Irene grew the St. Albans farm throughout the 1920s and ’30s; at its peak, it boasted 7,500 acres of experimental agriculture, plus chickens, sheep, Duroc hogs, dairy cows and saddle horses. Irene maintained the farm until her death in 1954 at age 89, when it was then inherited by her sons.
In 2004, Herzog began leasing the Old Barn Inn and operated a restaurant there called the Gardens at Malmaison, which was open for regular dinner service. After purchasing it in 2013, she turned it into a special event-only venue. Today, she also owns the Head’s Store and The Studio Inn.
Miller is currently coordinating classes for next year, likely March through November, with some of the same instructors – Marchetti; Christine Burns Rudalevige, who taught cooking with seafood in April; and Sheri Castle, who taught cooking seasonally in July – but perhaps playing around with different formats or smaller classes as well as new instructors.
“It’s a deep-dive weekend; you want what’s not on the agenda,” Miller says. “You’re talking, and that’s what I think is the best part of a cooking class.”
Herzog is also planning to construct a larger, fully functional cooking classroom for the 2020 season, with room for 25 students, a full commercial kitchen, an arsenal of tools for everyone and more. The current classroom can fit 16 students; any baking or freezing has to be done in the commercial kitchen at the Old Barn Inn, and students (and instructors) cook on induction stovetops.
“We definitely need a larger space; we were shocked. We really thought it would be three to five people [in a class], and they’re selling out,” Herzog says, noting that she’s currently working with an architect to determine where would be the best place on the property to build a new classroom.

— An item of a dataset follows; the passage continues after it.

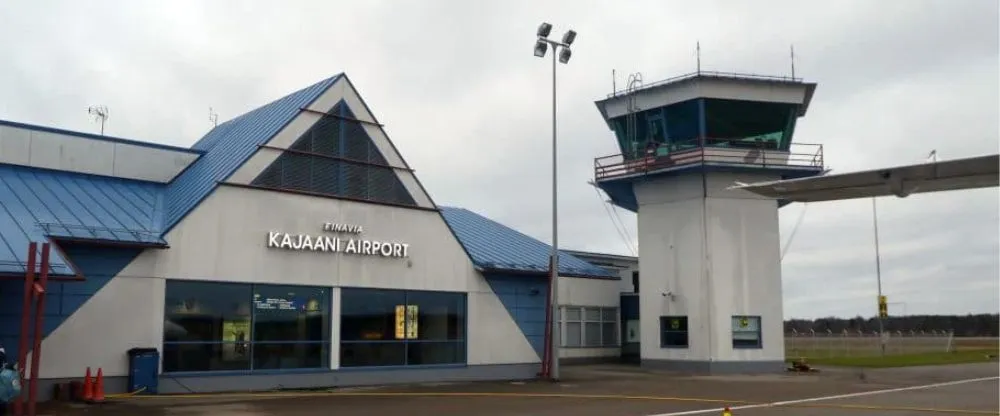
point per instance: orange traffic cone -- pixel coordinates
(99, 387)
(88, 389)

On Friday evening, students are hard at work preparing for the night’s dinner of crostini with sweet-and-sour peppers, capers and fresh mozzarella and trenette (noodles as wide as linguine but a tad thicker) with pesto Genovese.
While the bright red and yellow sweet peppers are marinating in pickling brine, Marchetti guides the group through preparing a quick and classic pesto.

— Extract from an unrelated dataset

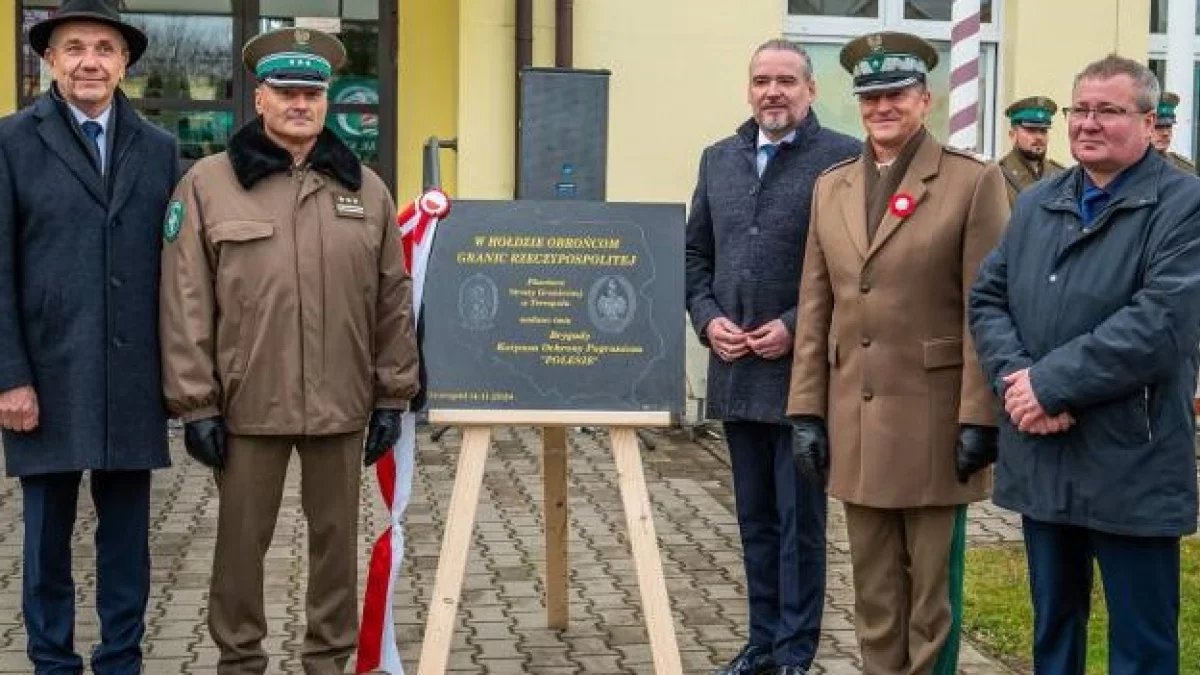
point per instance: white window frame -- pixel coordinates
(825, 30)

Her recipe comes from Roberto Panizza, the literal Ambassador of Pesto of Genoa, Italy. Of course, technically only one specific type of basil makes true pesto Genovese, but tonight’s version with Missouri-grown basil is just as sharp and vibrant.
Understandably, some cooking campers are worried about how well pasta-making will go. “Now, I’m stressed!” jokes one, as Marchetti announces it’s time to take their dough and somehow transform it into delicious pasta.
Marchetti is patient, repeating tips as the class goes along, with students using their pasta machines for the first time. As she rolls her dough through the machine, gradually making it thinner and thinner, the students follow suit, albeit less sure of themselves.
“I’m at [setting] No. 7,” Marchetti says after a few minutes of feeding dough through the roller, “and I kinda like the consistency of this. It’s thin, but not too thin. You can kinda see the shadow of your hand through it.” She holds up a couple of feet of delicate pasta dough. “Make sure you’re flouring!” she reminds the class.
“Can you check this?” one student asks, sounding worried. “Mine is a little uneven.”
“That’s OK!” Marchetti assures everyone. “Making pasta is intuitive: The more you do it, the better you will get. The only way to get better at it is to keep doing it.”
An hour or so later, as cooking campers are chowing down on the surprisingly light plates of pasta, bright green with pesto and topped with freshly grated Parmigiano-Reggiano, they agree: They will be doing this again.